Grilled Salmon with Warm Bacon and Corn Relish – It's a Noun and a Verb

This grilled salmon with warm bacon and corn relish is another installment in our long-running series, “Salmon Recipes for People Tired of Salmon Recipes.” No one eats as much salmon as I do, and so I’m always on the lookout for new ways to make it seem a tad more exciting.

In the business, this is known as “elevating” it, and as you may already know, nothing elevates like bacon. It’s the helium of smoked meats. Combine that bacon with sweet, almost raw corn, and you have a relish worthy of its verb. I mean, if your not going to relish your relish, what's the point?

I mention in the video that I like the taste and texture of white corn, but prefer the sunnier appearance of yellow corn. That trade-off is always an interesting discussion, with some saying taste always trumps looks, while others will insist that the appearance effects how the flavor is perceived, so even if slightly less sweet, the golden colored one may be enjoyed more.

Like most food-related arguments, both sides are right and wrong, and I tend to oscillate between the two schools, although when in doubt, I’ll generally lean toward taste. Anyway, no matter which color corn you use, you’re sure to enjoy this new, and hopefully slightly more exciting way to serve salmon. Give it a try soon, and enjoy!

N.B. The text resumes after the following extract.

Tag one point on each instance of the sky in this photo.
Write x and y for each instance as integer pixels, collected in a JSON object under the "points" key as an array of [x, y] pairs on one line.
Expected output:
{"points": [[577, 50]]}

Ingredients for 2 Portions:
2 center-cut, boneless salmon filets (8-oz)
salt and pepper to taste
For the relish:
corn kernels from 2 ears of sweet corn, plus any juices
6 stripes bacon, sliced
1/4 cup green onions, white and light parts (reserve green for garnish)
1/4 cup diced red pepper
salt, pepper, cayenne to taste
2 tsp olive oil (optional depending on how much bacon fat you had)
1 or 2 tbsp rice vinegar (or other vinegar, or acid like lemon, lime, etc)
*I didn’t have any in the garden, but a little fresh tarragon is great in this too.